Le point de bascule européen
L'Europe est le point faible du marché, avec un recul d'environ 20 % des dépenses des touristes internationaux relevé en février, tandis que les Amériques redeviennent le principal moteur du luxe personnel. Pour une maison européenne, cela déplace la question : la clientèle locale, longtemps considérée comme un socle, redevient un enjeu de conquête.
Ce qu'il faut aller chercher sur le terrain
Quatre questions, qu'aucune donnée de vente ne peut renseigner :
- Ce qui a fait basculer les partants. Les interroger est difficile — ils ne sont plus dans les fichiers — mais c'est la population la plus informative du marché.
- Ce que la première marche représente vraiment. Le prix d'entrée est un chiffre ; ce qu'il signifie pour quelqu'un qui hésite est une autre affaire.

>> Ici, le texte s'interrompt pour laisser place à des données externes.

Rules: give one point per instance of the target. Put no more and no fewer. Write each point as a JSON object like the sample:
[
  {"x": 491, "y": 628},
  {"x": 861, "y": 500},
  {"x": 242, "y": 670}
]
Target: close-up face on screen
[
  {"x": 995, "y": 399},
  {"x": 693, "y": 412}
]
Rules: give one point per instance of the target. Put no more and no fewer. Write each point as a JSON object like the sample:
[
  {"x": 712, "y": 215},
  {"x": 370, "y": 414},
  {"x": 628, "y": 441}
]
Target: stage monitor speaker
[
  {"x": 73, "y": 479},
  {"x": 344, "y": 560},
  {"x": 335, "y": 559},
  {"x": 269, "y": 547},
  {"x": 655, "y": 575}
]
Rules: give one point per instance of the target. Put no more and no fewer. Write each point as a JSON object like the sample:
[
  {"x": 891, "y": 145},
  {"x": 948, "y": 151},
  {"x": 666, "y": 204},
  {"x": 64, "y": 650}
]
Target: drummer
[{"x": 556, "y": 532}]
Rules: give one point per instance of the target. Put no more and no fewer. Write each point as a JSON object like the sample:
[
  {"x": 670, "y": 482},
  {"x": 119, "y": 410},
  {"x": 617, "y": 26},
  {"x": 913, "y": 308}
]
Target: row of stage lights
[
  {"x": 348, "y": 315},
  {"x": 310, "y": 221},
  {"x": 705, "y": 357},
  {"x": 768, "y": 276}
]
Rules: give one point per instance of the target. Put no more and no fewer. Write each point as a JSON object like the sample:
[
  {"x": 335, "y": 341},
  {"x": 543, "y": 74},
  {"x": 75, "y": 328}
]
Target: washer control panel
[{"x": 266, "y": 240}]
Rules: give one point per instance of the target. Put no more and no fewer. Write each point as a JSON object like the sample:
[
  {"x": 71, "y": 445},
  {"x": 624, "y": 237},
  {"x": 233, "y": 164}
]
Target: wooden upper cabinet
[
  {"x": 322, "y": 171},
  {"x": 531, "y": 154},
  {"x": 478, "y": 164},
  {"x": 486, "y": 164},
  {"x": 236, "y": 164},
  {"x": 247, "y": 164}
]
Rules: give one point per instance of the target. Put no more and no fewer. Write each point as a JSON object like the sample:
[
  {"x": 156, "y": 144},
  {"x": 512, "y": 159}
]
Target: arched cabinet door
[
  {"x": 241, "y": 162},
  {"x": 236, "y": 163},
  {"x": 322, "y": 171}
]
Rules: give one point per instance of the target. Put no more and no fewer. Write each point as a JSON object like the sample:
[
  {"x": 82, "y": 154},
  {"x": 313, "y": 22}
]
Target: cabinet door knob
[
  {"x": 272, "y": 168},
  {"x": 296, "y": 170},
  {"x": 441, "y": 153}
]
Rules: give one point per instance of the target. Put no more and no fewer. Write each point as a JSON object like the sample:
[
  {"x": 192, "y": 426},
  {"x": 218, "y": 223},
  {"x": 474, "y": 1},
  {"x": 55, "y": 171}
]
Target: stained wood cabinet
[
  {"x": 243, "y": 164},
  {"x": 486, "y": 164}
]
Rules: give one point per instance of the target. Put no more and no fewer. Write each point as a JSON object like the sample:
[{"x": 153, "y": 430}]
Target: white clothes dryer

- Ce qui se passe dans les huit premières secondes en boutique. C'est là que se décide le retour, et cela ne s'observe qu'en étant présent.
- Ce qui rend une maison désirable pour quelqu'un de vingt-cinq ans qui a grandi avec la seconde main et n'a jamais considéré le neuf comme la norme.
Questions fréquentes sur le marché du luxe
Le marché du luxe est-il en crise en 2026 ?
En valeur, non : les biens personnels de luxe sont attendus en progression de 2 à 4 %, après un recul de 2 % en 2025. En clientèle, oui : le nombre de clients actifs est passé d'environ 400 à 330 millions en trois ans. La valeur tient parce que ceux qui restent dépensent davantage.
Pourquoi la perte de clients d'entrée de gamme est-elle grave ?
Parce qu'une maison recrute sa clientèle patrimoniale par le bas, sur un premier achat, puis la fait monter sur dix ou vingt ans. Perdre la marche d'entrée, ce n'est pas perdre le chiffre d'affaires de l'année : c'est perdre la cohorte de dans quinze ans.
La Génération Z peut-elle compenser cette érosion ?
Elle représente déjà, avec les Millennials, environ 75 % du marché — mais son rapport à la catégorie diffère : la seconde main est légitime, le neuf n'est pas un impératif. Compter sur elle suppose de comprendre ce qui déclenche un premier achat aujourd'hui, ce qui n'est pas ce qui le déclenchait il y a quinze ans.
Comment interroger des clients qui ont arrêté d'acheter ?
C'est le point dur : ils ne sont plus dans les fichiers actifs. Il faut les recruter sur critère de comportement passé plutôt que sur un fichier client, ce qui renchérit le sourcing — mais c'est la population la plus informative du marché.
Quelle méthode pour comprendre l'expérience en boutique ?
L'observation accompagnée, puis l'entretien individuel. Un questionnaire de satisfaction ne capte pas la gêne du client d'entrée de catégorie, pour une raison simple : les gens qui la ressentent ne remplissent pas les questionnaires, ils ne reviennent pas.